CVE-2025-48064 is a vulnerability affecting GitHub Desktop, an open-source Electron-based application used for Git version control operations. The flaw exists in versions prior to 3.4.20-beta3 on Windows platforms. When a user views a file in a commit within the history view, GitHub Desktop internally calls Git commands such as `git log` or `git diff` with commit object IDs and file names. As part of its operation, Git attempts to resolve file paths fully using `realpath`, which traverses symbolic links to ensure paths remain within the repository directory. However, if a malicious commit contains file paths that resolve to network shares (UNC paths), Git will attempt to access these shares. On Windows, this triggers an automatic NTLM authentication attempt, leaking sensitive information including the computer name, the logged-in Windows username, and an NTLM hash. This exposure occurs without requiring elevated privileges but does require user interaction (viewing the malicious commit). macOS users are not affected due to differences in path resolution and authentication mechanisms. The vulnerability is classified as CWE-200 (Exposure of Sensitive Information) and has a CVSS v3.1 score of 3.3 (low severity). The issue is fixed in GitHub Desktop version 3.4.20 and later, including the beta 3.4.20-beta3. Until patched, users are advised to only browse commits from trusted sources to avoid triggering the vulnerability. No known exploits are currently reported in the wild.

For European organizations, this vulnerability poses a limited but non-negligible risk. The exposure of NTLM hashes and user/computer names could facilitate further lateral movement or credential replay attacks within corporate networks if an attacker can trick users into viewing malicious commits. While the initial impact is information disclosure only, leaked NTLM hashes can be used in relay or brute-force attacks to escalate privileges or access sensitive resources. Organizations with Windows-based developers using GitHub Desktop are at risk, especially if they handle code from untrusted or external contributors. The risk is mitigated by the low CVSS score and requirement for user interaction, but targeted attacks against software development teams or supply chain compromise scenarios could leverage this vulnerability to gain footholds in networks. The vulnerability does not affect macOS users, reducing the overall impact in mixed-OS environments. Since no known exploits are reported, the immediate threat level is low, but the potential for credential exposure warrants prompt remediation in sensitive environments.

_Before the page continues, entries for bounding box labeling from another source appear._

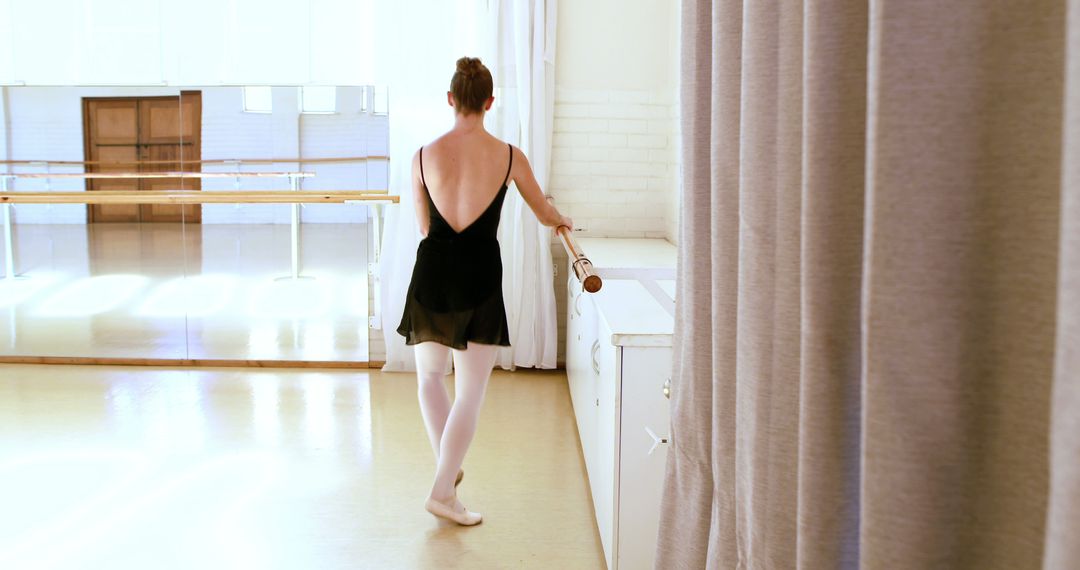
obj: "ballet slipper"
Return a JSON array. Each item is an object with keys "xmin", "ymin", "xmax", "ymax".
[{"xmin": 423, "ymin": 496, "xmax": 484, "ymax": 527}]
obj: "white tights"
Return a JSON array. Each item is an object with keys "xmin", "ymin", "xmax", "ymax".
[{"xmin": 414, "ymin": 342, "xmax": 498, "ymax": 501}]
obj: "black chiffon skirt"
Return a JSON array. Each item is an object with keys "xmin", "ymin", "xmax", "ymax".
[{"xmin": 397, "ymin": 238, "xmax": 510, "ymax": 350}]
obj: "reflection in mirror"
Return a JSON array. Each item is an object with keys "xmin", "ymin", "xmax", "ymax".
[{"xmin": 0, "ymin": 85, "xmax": 389, "ymax": 361}]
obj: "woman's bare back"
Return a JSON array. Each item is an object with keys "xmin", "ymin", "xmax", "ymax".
[{"xmin": 422, "ymin": 130, "xmax": 510, "ymax": 232}]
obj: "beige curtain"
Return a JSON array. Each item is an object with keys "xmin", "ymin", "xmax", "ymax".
[{"xmin": 657, "ymin": 0, "xmax": 1080, "ymax": 570}]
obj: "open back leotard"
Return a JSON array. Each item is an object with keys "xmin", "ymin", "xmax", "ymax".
[{"xmin": 397, "ymin": 145, "xmax": 514, "ymax": 350}]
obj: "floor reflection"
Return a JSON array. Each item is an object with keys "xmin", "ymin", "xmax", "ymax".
[
  {"xmin": 0, "ymin": 223, "xmax": 369, "ymax": 362},
  {"xmin": 0, "ymin": 365, "xmax": 603, "ymax": 570}
]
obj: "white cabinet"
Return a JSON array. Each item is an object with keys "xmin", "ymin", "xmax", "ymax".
[{"xmin": 566, "ymin": 240, "xmax": 674, "ymax": 570}]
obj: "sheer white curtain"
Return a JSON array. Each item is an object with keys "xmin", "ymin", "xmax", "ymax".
[{"xmin": 379, "ymin": 0, "xmax": 556, "ymax": 371}]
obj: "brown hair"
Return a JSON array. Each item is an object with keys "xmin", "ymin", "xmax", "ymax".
[{"xmin": 450, "ymin": 57, "xmax": 492, "ymax": 114}]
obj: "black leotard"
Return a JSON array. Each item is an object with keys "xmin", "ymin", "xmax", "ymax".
[{"xmin": 397, "ymin": 145, "xmax": 514, "ymax": 350}]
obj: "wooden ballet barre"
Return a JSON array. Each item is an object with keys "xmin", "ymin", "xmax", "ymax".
[
  {"xmin": 0, "ymin": 190, "xmax": 400, "ymax": 204},
  {"xmin": 555, "ymin": 226, "xmax": 604, "ymax": 293},
  {"xmin": 0, "ymin": 172, "xmax": 315, "ymax": 179},
  {"xmin": 0, "ymin": 154, "xmax": 390, "ymax": 166}
]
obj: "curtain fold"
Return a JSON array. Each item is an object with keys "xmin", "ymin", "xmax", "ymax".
[
  {"xmin": 1044, "ymin": 0, "xmax": 1080, "ymax": 569},
  {"xmin": 657, "ymin": 0, "xmax": 1080, "ymax": 569}
]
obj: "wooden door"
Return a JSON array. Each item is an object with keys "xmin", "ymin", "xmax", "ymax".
[{"xmin": 83, "ymin": 92, "xmax": 202, "ymax": 222}]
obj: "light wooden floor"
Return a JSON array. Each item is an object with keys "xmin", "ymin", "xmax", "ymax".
[
  {"xmin": 0, "ymin": 222, "xmax": 371, "ymax": 362},
  {"xmin": 0, "ymin": 365, "xmax": 604, "ymax": 570}
]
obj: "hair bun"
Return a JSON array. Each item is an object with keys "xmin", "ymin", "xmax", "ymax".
[{"xmin": 457, "ymin": 57, "xmax": 485, "ymax": 78}]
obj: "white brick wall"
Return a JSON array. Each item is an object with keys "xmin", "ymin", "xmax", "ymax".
[
  {"xmin": 549, "ymin": 87, "xmax": 676, "ymax": 238},
  {"xmin": 548, "ymin": 89, "xmax": 678, "ymax": 364}
]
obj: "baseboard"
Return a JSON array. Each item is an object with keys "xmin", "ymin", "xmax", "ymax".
[{"xmin": 0, "ymin": 356, "xmax": 386, "ymax": 369}]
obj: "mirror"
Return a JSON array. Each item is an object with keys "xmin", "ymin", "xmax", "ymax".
[{"xmin": 0, "ymin": 85, "xmax": 389, "ymax": 362}]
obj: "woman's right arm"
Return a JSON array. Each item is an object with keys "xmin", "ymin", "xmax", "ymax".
[
  {"xmin": 411, "ymin": 150, "xmax": 431, "ymax": 238},
  {"xmin": 510, "ymin": 147, "xmax": 573, "ymax": 230}
]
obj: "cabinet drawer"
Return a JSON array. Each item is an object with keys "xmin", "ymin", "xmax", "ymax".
[{"xmin": 615, "ymin": 347, "xmax": 672, "ymax": 570}]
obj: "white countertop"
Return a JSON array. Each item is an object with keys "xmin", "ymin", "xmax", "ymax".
[
  {"xmin": 582, "ymin": 278, "xmax": 675, "ymax": 347},
  {"xmin": 577, "ymin": 238, "xmax": 677, "ymax": 280}
]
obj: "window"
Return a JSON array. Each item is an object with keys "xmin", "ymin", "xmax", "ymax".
[
  {"xmin": 300, "ymin": 85, "xmax": 337, "ymax": 113},
  {"xmin": 244, "ymin": 86, "xmax": 273, "ymax": 112}
]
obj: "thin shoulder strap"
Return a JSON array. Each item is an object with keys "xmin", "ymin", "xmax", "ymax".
[
  {"xmin": 501, "ymin": 143, "xmax": 514, "ymax": 186},
  {"xmin": 420, "ymin": 147, "xmax": 428, "ymax": 190}
]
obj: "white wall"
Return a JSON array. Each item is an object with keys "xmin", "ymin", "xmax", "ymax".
[
  {"xmin": 0, "ymin": 0, "xmax": 375, "ymax": 85},
  {"xmin": 550, "ymin": 0, "xmax": 679, "ymax": 362},
  {"xmin": 551, "ymin": 0, "xmax": 678, "ymax": 240}
]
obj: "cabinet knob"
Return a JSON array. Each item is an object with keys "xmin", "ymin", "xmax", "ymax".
[{"xmin": 645, "ymin": 425, "xmax": 671, "ymax": 456}]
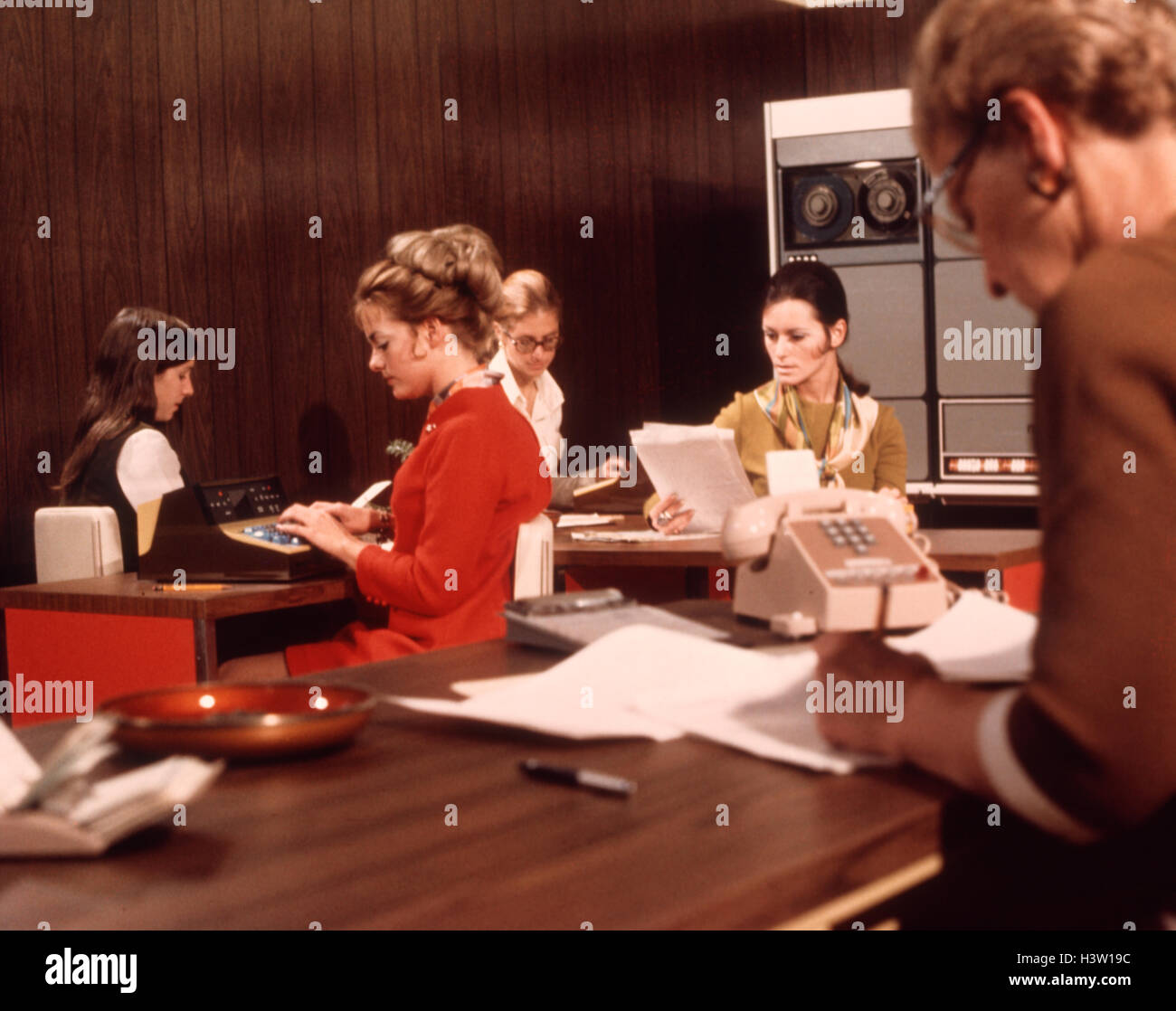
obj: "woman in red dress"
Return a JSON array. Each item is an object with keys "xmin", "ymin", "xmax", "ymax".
[{"xmin": 220, "ymin": 224, "xmax": 552, "ymax": 679}]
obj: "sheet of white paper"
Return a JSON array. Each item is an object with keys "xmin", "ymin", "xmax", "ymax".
[
  {"xmin": 635, "ymin": 649, "xmax": 890, "ymax": 773},
  {"xmin": 763, "ymin": 449, "xmax": 820, "ymax": 495},
  {"xmin": 572, "ymin": 530, "xmax": 716, "ymax": 544},
  {"xmin": 0, "ymin": 720, "xmax": 42, "ymax": 811},
  {"xmin": 555, "ymin": 513, "xmax": 621, "ymax": 529},
  {"xmin": 450, "ymin": 674, "xmax": 536, "ymax": 698},
  {"xmin": 630, "ymin": 423, "xmax": 755, "ymax": 534},
  {"xmin": 388, "ymin": 624, "xmax": 785, "ymax": 741},
  {"xmin": 61, "ymin": 755, "xmax": 223, "ymax": 826},
  {"xmin": 887, "ymin": 591, "xmax": 1038, "ymax": 682}
]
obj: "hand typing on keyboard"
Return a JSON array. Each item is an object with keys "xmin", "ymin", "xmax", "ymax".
[{"xmin": 273, "ymin": 506, "xmax": 371, "ymax": 569}]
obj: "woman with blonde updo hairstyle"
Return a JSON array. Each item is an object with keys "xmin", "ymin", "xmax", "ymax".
[
  {"xmin": 489, "ymin": 270, "xmax": 623, "ymax": 508},
  {"xmin": 221, "ymin": 224, "xmax": 552, "ymax": 679},
  {"xmin": 819, "ymin": 0, "xmax": 1176, "ymax": 929}
]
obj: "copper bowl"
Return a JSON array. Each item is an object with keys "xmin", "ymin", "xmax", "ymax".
[{"xmin": 99, "ymin": 681, "xmax": 375, "ymax": 759}]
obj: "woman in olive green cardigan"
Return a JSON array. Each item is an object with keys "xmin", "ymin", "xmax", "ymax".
[{"xmin": 646, "ymin": 261, "xmax": 906, "ymax": 534}]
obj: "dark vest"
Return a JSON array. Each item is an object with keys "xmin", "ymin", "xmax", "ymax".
[{"xmin": 70, "ymin": 422, "xmax": 176, "ymax": 572}]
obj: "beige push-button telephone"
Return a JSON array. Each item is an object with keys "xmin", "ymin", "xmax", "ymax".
[{"xmin": 724, "ymin": 488, "xmax": 948, "ymax": 638}]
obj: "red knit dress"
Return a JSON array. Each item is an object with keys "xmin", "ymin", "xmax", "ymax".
[{"xmin": 286, "ymin": 385, "xmax": 552, "ymax": 675}]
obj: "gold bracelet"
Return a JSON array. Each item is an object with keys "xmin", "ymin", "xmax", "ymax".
[{"xmin": 371, "ymin": 506, "xmax": 395, "ymax": 541}]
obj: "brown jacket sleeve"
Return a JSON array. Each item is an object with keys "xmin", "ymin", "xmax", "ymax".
[{"xmin": 980, "ymin": 232, "xmax": 1176, "ymax": 839}]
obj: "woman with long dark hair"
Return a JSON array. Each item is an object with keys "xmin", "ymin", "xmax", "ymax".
[
  {"xmin": 646, "ymin": 261, "xmax": 906, "ymax": 534},
  {"xmin": 56, "ymin": 307, "xmax": 195, "ymax": 572}
]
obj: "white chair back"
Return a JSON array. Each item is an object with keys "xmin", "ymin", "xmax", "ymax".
[
  {"xmin": 33, "ymin": 506, "xmax": 122, "ymax": 583},
  {"xmin": 514, "ymin": 513, "xmax": 555, "ymax": 600}
]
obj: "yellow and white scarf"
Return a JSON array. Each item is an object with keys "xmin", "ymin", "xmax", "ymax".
[{"xmin": 755, "ymin": 376, "xmax": 878, "ymax": 488}]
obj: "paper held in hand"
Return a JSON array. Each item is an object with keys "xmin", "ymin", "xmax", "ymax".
[{"xmin": 630, "ymin": 422, "xmax": 755, "ymax": 534}]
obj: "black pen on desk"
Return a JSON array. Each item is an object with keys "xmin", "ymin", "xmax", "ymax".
[{"xmin": 518, "ymin": 759, "xmax": 638, "ymax": 797}]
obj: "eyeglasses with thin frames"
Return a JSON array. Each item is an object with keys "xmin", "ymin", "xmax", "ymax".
[
  {"xmin": 918, "ymin": 118, "xmax": 988, "ymax": 254},
  {"xmin": 506, "ymin": 334, "xmax": 564, "ymax": 355}
]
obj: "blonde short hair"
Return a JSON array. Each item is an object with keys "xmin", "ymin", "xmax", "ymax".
[
  {"xmin": 352, "ymin": 224, "xmax": 502, "ymax": 361},
  {"xmin": 910, "ymin": 0, "xmax": 1176, "ymax": 150},
  {"xmin": 495, "ymin": 270, "xmax": 564, "ymax": 326}
]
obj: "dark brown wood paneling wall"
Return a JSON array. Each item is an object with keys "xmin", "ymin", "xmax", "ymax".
[{"xmin": 0, "ymin": 0, "xmax": 930, "ymax": 583}]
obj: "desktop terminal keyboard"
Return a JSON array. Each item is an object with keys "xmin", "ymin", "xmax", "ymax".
[{"xmin": 242, "ymin": 524, "xmax": 306, "ymax": 548}]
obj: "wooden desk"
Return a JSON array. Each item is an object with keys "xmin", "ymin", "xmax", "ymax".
[
  {"xmin": 553, "ymin": 516, "xmax": 1041, "ymax": 610},
  {"xmin": 0, "ymin": 602, "xmax": 953, "ymax": 930},
  {"xmin": 553, "ymin": 516, "xmax": 1041, "ymax": 572},
  {"xmin": 0, "ymin": 572, "xmax": 352, "ymax": 725}
]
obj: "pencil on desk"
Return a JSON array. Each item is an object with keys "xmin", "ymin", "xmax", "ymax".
[{"xmin": 874, "ymin": 582, "xmax": 890, "ymax": 638}]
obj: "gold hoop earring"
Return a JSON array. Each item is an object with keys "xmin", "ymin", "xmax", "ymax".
[{"xmin": 1026, "ymin": 165, "xmax": 1074, "ymax": 200}]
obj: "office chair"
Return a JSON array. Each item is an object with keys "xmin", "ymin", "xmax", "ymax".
[
  {"xmin": 33, "ymin": 506, "xmax": 122, "ymax": 583},
  {"xmin": 514, "ymin": 513, "xmax": 555, "ymax": 600}
]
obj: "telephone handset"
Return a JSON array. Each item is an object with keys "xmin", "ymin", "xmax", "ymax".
[{"xmin": 722, "ymin": 488, "xmax": 948, "ymax": 638}]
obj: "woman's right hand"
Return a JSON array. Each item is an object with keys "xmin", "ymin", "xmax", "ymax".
[
  {"xmin": 650, "ymin": 493, "xmax": 694, "ymax": 534},
  {"xmin": 310, "ymin": 502, "xmax": 376, "ymax": 534}
]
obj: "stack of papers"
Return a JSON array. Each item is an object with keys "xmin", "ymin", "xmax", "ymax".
[
  {"xmin": 0, "ymin": 717, "xmax": 224, "ymax": 857},
  {"xmin": 555, "ymin": 513, "xmax": 624, "ymax": 530},
  {"xmin": 630, "ymin": 422, "xmax": 755, "ymax": 534},
  {"xmin": 387, "ymin": 592, "xmax": 1038, "ymax": 773},
  {"xmin": 886, "ymin": 591, "xmax": 1038, "ymax": 682}
]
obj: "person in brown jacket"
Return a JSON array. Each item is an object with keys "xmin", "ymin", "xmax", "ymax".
[{"xmin": 818, "ymin": 0, "xmax": 1176, "ymax": 925}]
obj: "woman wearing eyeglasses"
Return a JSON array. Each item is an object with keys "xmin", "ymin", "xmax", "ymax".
[
  {"xmin": 820, "ymin": 0, "xmax": 1176, "ymax": 928},
  {"xmin": 489, "ymin": 270, "xmax": 623, "ymax": 508}
]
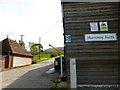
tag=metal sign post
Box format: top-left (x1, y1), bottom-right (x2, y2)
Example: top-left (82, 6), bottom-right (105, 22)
top-left (70, 58), bottom-right (77, 88)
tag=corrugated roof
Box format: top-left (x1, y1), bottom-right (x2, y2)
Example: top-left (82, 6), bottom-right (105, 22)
top-left (2, 38), bottom-right (32, 56)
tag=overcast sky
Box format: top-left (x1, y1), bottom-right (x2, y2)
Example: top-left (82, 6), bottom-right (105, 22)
top-left (0, 0), bottom-right (64, 49)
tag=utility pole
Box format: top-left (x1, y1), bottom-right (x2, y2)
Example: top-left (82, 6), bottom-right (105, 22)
top-left (20, 35), bottom-right (24, 41)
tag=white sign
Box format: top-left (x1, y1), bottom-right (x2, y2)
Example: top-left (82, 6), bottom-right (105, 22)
top-left (90, 22), bottom-right (98, 31)
top-left (85, 33), bottom-right (117, 41)
top-left (99, 22), bottom-right (108, 31)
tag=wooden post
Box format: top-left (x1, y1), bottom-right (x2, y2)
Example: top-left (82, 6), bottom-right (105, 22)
top-left (70, 58), bottom-right (77, 88)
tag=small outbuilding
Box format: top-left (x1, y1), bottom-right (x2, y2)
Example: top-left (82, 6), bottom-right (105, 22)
top-left (0, 38), bottom-right (33, 69)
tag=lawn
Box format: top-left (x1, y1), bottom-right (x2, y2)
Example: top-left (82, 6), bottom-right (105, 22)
top-left (32, 54), bottom-right (59, 64)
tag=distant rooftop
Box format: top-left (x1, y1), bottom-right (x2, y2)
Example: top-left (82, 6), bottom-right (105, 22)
top-left (2, 38), bottom-right (32, 56)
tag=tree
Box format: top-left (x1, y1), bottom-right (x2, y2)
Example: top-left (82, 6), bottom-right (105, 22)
top-left (19, 40), bottom-right (25, 48)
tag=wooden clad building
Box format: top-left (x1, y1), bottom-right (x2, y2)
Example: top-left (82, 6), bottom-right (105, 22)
top-left (62, 0), bottom-right (120, 90)
top-left (0, 38), bottom-right (33, 69)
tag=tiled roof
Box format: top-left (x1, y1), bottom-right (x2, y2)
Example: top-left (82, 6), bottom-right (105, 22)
top-left (2, 38), bottom-right (32, 56)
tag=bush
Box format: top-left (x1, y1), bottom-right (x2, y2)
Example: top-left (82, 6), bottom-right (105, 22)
top-left (32, 60), bottom-right (37, 64)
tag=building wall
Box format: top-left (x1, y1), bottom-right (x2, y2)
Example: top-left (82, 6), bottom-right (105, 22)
top-left (63, 2), bottom-right (120, 90)
top-left (13, 56), bottom-right (32, 67)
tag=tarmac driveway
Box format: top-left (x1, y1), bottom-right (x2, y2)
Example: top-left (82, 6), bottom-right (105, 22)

1. Upgrade GitHub Desktop to version 3.4.20 or later as soon as possible to apply the official fix. 2. Until upgrading, restrict developers from viewing commits from untrusted or unknown sources in the history view to avoid triggering the vulnerability. 3. Implement network segmentation and monitoring to detect unusual NTLM authentication attempts or SMB traffic from developer workstations. 4. Enforce the use of multi-factor authentication (MFA) and strong credential policies to reduce the risk from leaked NTLM hashes. 5. Educate development teams about the risks of opening commits from unknown contributors and encourage verification of code sources. 6. Consider disabling automatic network share access or NTLM authentication on developer machines if feasible, using Group Policy or local security policies. 7. Monitor logs for suspicious authentication attempts that may indicate exploitation attempts.